Well, is not like I've really done this type of work before, but I've had to build a lot of things where I really didn't know how I was going to get the job done when I started. So, I have sort of developed a knack for assessing my objective and figuring out a way to get there. With this particular project I figured if I could establish the profile I wanted I could just build up to it. And so I cut my profile out of a thick sheet of fiberglass, then I cut a deep groove the hull where it would fit in, nice and deep. It had to be an integral part of the hull.

Here, I'm building the skeg around the shoe to accept the rudder post.

After everything was glassed in solid I filled the void with canned foam.

My belt sander was just what the doctor ordered for sanding the foam into shape.

After the foam was shaped I glassed everything up to the hull with plenty of overlap. I just kept fitting and removing the rudder again and again through out the whole process.
Layer by layer the new skeg became a part of the boat.

I also shortened the rudder a bit so that if I did hit ground the keel would hit first. Notice how tall the keel is compared to the painter.

And here's the finished product...finished being more of a state-of-mind than anything else. you could never tell the boat was modified.

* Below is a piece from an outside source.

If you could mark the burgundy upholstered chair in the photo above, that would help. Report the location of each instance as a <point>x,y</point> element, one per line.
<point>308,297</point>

Here I am with Marie, you'd think I'd lose weight after soo much hard work? There is no justice in this world! My daughter says we look like the number 10 when we're together...she's up for adoption.
In all it took 17 days to do all the work. I worked all day, every day. By the end of it I was just numb to the aches and pains. I could have stayed a little longer but the boatyard was closing for Chirstmas and I wouldn't be allowed to work. They would however continue to charge me for having my boat there so it was time to wrap it up.